「このバッターだけは気をつけないといけません。まともなストライクを投げたら絶対に打たれます」
中日・山本昌の球を捕らえたヤクルトの4番、ホワイトセルの打球が一塁線を抜けたのはマイクに向かってそう語った直後だった。
気迫がビンビン伝わってきた
バットの先であれ、根っこのどん詰まりであれ、絶対にヒットにするぞ……。21日、中日-ヤクルト戦(ナゴヤドーム)のラジオの放送席にいた私のところまで、ホワイトセルの気迫はビンビンと伝わってきた。「予測」はその直感を率直に言葉にしたものだった。
後追いの解説だけはしないぞ、というのが評論家としての私の流儀だ。予測は当たることもあれば、外れることだってある。しかし、それはあくまで結果であって「どうだ、当たっただろう」という気持ちもないし、外れたら外れたでそれまでのことだ。
その瞬間の空気を読み取って
それより私はまず、現場で今、どういうことが起こっていて、選手やコーチがどういう心理に支配されているか。その瞬間の空気を読み取って視聴者に伝えたいと思っている。

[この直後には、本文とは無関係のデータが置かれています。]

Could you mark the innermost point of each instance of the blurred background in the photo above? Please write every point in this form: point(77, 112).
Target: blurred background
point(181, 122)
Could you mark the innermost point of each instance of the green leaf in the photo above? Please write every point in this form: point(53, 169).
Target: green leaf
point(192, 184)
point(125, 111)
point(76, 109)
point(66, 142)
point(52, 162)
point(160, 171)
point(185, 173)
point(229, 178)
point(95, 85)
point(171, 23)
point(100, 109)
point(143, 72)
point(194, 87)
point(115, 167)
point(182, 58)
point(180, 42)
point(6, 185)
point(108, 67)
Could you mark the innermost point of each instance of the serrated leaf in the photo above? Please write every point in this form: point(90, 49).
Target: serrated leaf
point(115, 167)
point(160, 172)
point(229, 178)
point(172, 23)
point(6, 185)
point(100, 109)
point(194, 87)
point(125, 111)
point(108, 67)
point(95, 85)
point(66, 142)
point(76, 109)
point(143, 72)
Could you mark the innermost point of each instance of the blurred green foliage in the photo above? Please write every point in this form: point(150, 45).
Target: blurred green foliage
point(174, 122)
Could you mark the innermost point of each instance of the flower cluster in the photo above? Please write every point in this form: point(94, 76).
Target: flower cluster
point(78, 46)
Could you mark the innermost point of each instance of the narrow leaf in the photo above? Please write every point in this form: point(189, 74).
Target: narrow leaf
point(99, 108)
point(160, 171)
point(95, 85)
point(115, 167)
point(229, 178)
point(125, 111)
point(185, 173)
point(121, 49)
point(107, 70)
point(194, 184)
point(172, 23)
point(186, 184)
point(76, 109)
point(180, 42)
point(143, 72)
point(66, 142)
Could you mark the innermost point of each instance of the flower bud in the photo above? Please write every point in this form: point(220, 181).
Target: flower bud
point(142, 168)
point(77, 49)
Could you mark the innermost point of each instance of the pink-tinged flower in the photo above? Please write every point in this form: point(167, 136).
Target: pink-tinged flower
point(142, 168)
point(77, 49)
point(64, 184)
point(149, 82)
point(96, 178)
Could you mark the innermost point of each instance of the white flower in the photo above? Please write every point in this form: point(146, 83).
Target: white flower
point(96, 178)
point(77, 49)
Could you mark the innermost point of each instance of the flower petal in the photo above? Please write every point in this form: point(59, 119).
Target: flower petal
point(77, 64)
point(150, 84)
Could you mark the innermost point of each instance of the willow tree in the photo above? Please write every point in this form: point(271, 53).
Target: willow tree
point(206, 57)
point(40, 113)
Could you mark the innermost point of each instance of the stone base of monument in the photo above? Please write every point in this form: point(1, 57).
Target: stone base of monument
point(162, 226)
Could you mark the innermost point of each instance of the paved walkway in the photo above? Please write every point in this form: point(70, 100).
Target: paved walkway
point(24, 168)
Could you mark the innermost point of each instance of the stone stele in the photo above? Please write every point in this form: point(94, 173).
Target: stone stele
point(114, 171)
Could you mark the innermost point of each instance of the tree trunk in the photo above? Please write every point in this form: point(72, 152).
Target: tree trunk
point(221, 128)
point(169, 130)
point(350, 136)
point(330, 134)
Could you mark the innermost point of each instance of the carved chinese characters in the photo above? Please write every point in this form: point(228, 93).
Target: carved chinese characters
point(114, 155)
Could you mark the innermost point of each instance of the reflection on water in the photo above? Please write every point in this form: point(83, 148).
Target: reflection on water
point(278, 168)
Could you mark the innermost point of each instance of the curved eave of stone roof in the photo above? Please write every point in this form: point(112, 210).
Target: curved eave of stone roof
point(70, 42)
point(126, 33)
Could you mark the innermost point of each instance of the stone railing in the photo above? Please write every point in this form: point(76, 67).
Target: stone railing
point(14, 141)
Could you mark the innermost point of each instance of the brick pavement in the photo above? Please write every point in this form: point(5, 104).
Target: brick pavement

「バント失敗。これは痛いですね」という解説なら、だれでもできる。解説というのはそうではなくて、そのプレーがなぜ起きたか、ベンチがどういう思惑でその作戦を選択したか、といった部分を伝えなくてはいけないのではないだろうか。
それがたまたま次に起こることの予測という形をとったりするわけだが、私は予想屋ではない。現場のライブな雰囲気を伝えようとすると、自然にこれから起こること、つまり現在の一歩先を読む解説になってくるのだ。